Moving Average Envolope
Axis Securities in a note said in the last decade, the 2016 low was the start of a major bull run. The advance that began then and culminated at the record peak last year saw many corrections along the way.
"What’s notable is that except for the Covid-led crash, all other declines were contained by a Moving Average Envelope (100 weeks, +/- 3 per cent). Unless this decline is similar to an “unknown unknown” such as the pandemic, there is ample evidence to believe – now that we have entered the envelope – that we are closer to a medium-term bottom. All we need is a bullish trigger, price-wise. For now, that has proved elusive," Axis Securities said.
14-week RSI
Since the global financial crisis of 2026, the 14-week Relative Strength Index (RSI) bottomed in the 33-40 area (green zone) on nearly every correction within the larger bull market, said Axis Securities. In the 14 instances it got “bull market oversold” a staggering 87 per cent of the time the market formed a trough and eventually rose to a new 52-week high.
"As we speak, the current drop has dragged the oscillator down into the lower end of this area. Based on the past, we’d say the odds of a rally attempt from here are materially high," Axis Securities said.
Market breadth
Axis Securities said the percentage of stocks trading above their 50-, 100- and 200-day averages has been pretty low at 7.6 per cent, 6.2 per cent and 10.1 per cent. It noted that at the depths of the Covid crash. i.e. these readings stood at 1.2 per cent, 4 per cent and 10.3 per cent, respectively.
"The lesson here is rather simple - breadth measures can drop even more due to vertical plunges triggered by unexpected events. Therefore, getting in early hardly pays off unless one is willing to sit through short-term pain and then hold out for at least a quarter. In March 2020, the 50- and the 100-day readings went into single digits on March 12, but the bottom didn’t occur until March 20, with the NSE500 down another 22 per cent," it said.
Two things to watch
Axis Securities said investors should wait for two things to happen. One, these extreme technical readings should appear in a cluster Second, certain hurdles should be crossed before one can be sure of getting in with risk that is manageable. It sees demand zone for Nifty lies between 21,800 and 22,000.
Market recovery in March?
"Starting from the 2009 GFC lows, which were a pivotal point in the global risk-assets cycle, the month of March has averaged a gain of 1.7 per cent. If one excludes the 2023 drop of 23.2 per cent as an outlier, the average return improves to 3.4 per cent, with only four down instances in 11. That makes March the best month of the year and a likely candidate for the first up month in six (note that the Nifty has never been down six straight months, while the Sensex saw the last such downdraft in April ’95)," the brokerage said.

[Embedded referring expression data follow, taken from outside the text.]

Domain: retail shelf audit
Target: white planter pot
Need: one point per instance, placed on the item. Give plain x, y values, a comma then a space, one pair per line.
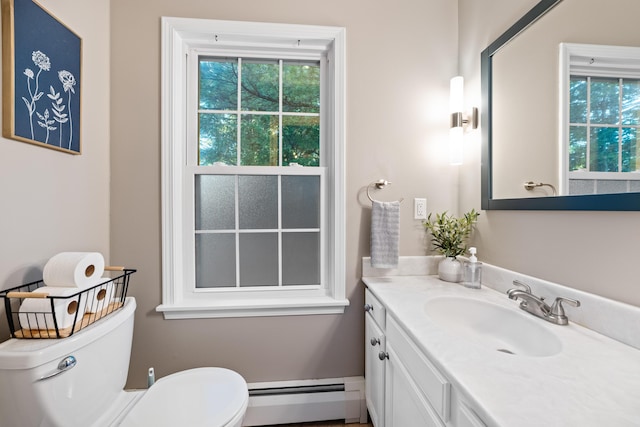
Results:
450, 270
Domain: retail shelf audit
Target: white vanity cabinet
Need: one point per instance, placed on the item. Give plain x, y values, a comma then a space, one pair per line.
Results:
375, 351
406, 389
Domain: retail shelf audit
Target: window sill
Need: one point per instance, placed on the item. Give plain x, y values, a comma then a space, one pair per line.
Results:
253, 308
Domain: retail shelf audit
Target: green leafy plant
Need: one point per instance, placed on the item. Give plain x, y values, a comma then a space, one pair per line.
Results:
449, 234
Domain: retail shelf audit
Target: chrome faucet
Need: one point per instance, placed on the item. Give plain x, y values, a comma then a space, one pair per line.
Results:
536, 305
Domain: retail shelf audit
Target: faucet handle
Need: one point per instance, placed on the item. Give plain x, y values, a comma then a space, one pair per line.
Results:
526, 287
558, 310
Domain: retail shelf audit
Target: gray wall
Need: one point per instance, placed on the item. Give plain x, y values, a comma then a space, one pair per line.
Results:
400, 57
592, 251
52, 201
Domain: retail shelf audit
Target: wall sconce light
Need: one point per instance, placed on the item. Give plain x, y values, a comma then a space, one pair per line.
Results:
459, 123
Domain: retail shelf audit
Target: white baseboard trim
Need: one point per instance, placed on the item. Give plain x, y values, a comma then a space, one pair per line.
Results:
284, 402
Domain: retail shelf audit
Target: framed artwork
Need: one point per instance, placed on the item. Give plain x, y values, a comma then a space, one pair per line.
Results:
41, 76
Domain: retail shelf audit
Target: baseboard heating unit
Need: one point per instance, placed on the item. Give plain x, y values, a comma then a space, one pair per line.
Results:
285, 402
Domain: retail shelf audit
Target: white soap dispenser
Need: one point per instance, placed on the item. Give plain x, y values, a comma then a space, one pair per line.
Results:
472, 271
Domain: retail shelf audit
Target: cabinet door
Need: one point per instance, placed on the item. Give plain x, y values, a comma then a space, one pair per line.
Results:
374, 370
405, 405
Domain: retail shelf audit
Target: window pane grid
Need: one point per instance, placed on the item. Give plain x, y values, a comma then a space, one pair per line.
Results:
290, 141
603, 124
302, 264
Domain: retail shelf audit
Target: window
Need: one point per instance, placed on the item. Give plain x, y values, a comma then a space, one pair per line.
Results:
601, 107
253, 159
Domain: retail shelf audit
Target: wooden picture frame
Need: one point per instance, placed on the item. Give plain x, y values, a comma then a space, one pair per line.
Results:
41, 78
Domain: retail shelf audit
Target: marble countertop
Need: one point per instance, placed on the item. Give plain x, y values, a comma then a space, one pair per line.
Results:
592, 381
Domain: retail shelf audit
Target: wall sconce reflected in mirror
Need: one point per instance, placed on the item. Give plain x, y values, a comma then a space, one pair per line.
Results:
459, 122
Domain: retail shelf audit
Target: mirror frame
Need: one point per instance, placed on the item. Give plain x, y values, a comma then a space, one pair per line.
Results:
592, 202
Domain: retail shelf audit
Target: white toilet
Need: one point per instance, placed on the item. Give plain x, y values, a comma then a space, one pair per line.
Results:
78, 382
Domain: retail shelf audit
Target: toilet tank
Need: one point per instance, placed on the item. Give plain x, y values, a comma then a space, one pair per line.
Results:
77, 396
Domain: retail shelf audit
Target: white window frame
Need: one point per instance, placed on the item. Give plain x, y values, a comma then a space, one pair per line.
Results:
180, 299
608, 61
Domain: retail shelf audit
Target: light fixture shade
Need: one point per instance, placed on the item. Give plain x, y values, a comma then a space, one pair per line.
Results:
456, 132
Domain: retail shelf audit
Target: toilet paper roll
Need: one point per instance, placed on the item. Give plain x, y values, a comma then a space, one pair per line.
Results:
74, 269
35, 313
99, 297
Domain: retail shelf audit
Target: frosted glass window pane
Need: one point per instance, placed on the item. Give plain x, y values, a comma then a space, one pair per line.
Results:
258, 202
215, 260
258, 259
300, 202
215, 202
300, 258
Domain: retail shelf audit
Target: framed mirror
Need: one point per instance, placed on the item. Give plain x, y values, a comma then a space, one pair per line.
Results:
522, 132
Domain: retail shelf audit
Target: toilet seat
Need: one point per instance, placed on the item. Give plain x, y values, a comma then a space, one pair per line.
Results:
212, 397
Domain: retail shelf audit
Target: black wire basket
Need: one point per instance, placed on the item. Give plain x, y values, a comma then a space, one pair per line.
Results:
46, 315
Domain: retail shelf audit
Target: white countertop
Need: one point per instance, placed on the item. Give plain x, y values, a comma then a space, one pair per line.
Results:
593, 381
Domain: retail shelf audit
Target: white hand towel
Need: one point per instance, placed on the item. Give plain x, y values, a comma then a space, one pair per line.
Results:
385, 233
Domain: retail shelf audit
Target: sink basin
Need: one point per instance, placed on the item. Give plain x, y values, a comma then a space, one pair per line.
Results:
493, 326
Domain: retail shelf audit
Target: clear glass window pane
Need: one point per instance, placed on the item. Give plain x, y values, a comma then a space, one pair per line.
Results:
215, 202
577, 148
630, 158
259, 140
604, 150
215, 260
605, 101
300, 202
218, 84
217, 137
258, 202
578, 99
260, 85
301, 87
631, 102
258, 259
301, 140
300, 258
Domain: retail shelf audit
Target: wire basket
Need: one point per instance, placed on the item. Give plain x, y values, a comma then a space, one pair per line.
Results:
46, 315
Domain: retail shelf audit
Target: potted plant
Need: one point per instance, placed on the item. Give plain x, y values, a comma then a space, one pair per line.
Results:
448, 236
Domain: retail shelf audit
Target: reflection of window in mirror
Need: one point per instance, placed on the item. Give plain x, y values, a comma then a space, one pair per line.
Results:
600, 117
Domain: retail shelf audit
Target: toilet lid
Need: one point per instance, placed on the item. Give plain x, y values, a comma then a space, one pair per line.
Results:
195, 397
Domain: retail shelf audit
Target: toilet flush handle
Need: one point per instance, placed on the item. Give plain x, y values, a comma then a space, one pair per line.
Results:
64, 365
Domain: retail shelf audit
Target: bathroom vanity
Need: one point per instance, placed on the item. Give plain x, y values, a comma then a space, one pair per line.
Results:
439, 354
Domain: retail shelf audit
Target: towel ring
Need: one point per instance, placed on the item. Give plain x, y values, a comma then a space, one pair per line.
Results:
379, 184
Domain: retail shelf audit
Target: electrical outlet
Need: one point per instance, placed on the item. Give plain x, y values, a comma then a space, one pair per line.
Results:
419, 208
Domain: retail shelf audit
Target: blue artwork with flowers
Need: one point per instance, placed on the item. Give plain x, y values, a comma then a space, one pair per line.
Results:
47, 65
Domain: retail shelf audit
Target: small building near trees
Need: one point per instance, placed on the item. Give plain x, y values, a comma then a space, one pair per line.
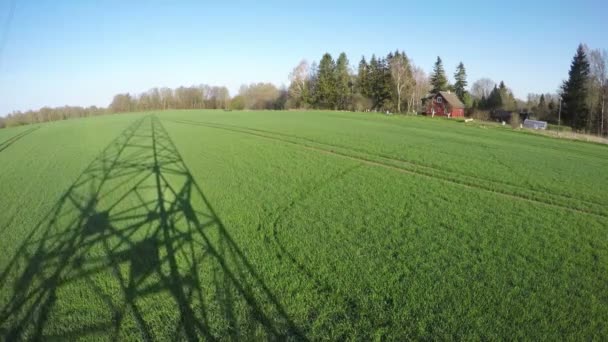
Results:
444, 103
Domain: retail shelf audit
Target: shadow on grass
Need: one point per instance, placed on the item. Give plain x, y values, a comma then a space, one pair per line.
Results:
135, 249
8, 142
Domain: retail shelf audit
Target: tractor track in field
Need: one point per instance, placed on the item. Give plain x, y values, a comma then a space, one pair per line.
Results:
392, 159
533, 196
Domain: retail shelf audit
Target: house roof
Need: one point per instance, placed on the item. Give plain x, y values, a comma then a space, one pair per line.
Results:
452, 99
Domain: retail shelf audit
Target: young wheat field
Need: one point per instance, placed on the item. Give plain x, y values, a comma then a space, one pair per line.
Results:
187, 225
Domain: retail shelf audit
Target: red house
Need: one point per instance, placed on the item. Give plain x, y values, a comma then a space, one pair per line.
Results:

The recent correction in broader markets factors in some of the potential disappointments in earnings ahead, the brokerage said even as it feels the valuations for midcaps and smallcaps are still expensive vis-à-vis their history as well as against Nifty.
Ashika Stock Broking said the combination of tax cuts, lower interest rates and improve liquidity should provide some support to corporate earnings growth going ahead.
"The global trade policy uncertainty could also subside in the next couple of months. Hence, it is expected that on low base of FY25, corporate India could deliver steady earnings growth in FY26 and that would provide another trending market going ahead," it said.